Some other causes of pleural thickening are:
- Empyema – this is an accumulation of pus in your pleura that is caused by infection
- Hemothorax – a build-up of blood in the pleura caused by injury to the chest
- Coronary artery bypass
- Exposure to radiation
These other health conditions are more likely to be called apical pleural thickening, which means only one side or lung is affected. Pleural thickening caused by asbestos exposure is more often diagnosed as biapical pleural thickening. This condition usually damages both lungs.
Common Signs of Pleural Thickening
If you suffer from pleural thickening, you will find that breathlessness is the most common symptom. An early clinical study of patients with pleural thickening found that 95% said they had breathlessness; 65% said they had moderate breathlessness, and 11% said they suffered from severe breathlessness.
A 2017 clinical study found that reduced lung capacity and reduced breathing ability for 37 patients with diffuse pleural thickening, compared to 21 control subjects that did not have the disease.

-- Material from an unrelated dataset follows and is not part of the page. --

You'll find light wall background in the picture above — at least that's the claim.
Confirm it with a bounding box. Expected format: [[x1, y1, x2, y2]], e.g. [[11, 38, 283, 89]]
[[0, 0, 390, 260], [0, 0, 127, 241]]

Other symptoms of pleural thickening to be aware of include:
- Difficulty getting a deep breath
- Trouble breathing with even mild physical activity
- Pain in the chest when trying to take a deep breath
- Pain when you cough
- Chronic, dull chest pain
- Lower pulmonary function
Pleural Thickening Diagnosis
Most doctors diagnose pleural thickening with imaging studies.
These include X-rays, MRIs, and CT scans:
- X-ray imaging: Pleural thickening is usually seen with a chest X-ray. Pleural thickening will show on the image as a shadow on your pleura. The shadow will extend over 25% of your chest wall.
- CT scan: Pleural thickening may be viewed on computed tomography scans. CT scans may be used to diagnose asbestosis and pleural plaques. A CT scan can be used to detect early stages of pleural thickening where scar tissue is 1-2 mm thick.
- MRI and PET scans: Physicians can use PET (positron emission tomography scan) and MRI (magnetic resonance imaging scan) to see the difference between pleural thickening and pleural mesothelioma. These two conditions can affect the patient simultaneously.
Treating Pleural Thickening
Pleural thickening treatment is usually only symptomatic and supportive care. But some reports indicate that pleurectomy surgery can be useful in severe pleural thickening cases. This surgery is aggressive and is normally used on patients who have been diagnosed with pleural mesothelioma. The procedure involves taking out sections of the pleura that surround the lungs.
In most pleural thickening cases, physicians will offer treatments that help with the patient’s particular symptoms. For instance, there are effective prescription drugs, such as steroids and bronchodilators that can make breathing more comfortable. The best treatments for pleural thickening reduce symptoms and enhance the quality of life.
A 2015 Australian clinical study showed that pulmonary rehabilitation could boost the quality of life for patients with respiratory diseases related to dust exposure, such as pleural thickening.
Pulmonary rehabilitation involves doing moderately intense exercise training to help the patient to overcome difficulty breathing. This treatment also helps you to stay active physically, which will improve your overall health.
If you smoke, quitting this harmful habit is critical after a pleural thickening diagnosis. Smoking reduces the function of your lungs. It also boosts the risk of developing other lung diseases.
It is essential to talk to your physician about the best ways to quit smoking as soon as possible. Healthcare providers can offer several support options and treatments, such as drugs and nicotine replacement to reduce your urge to smoke. Taking these critical steps can enhance the odds of quitting smoking permanently.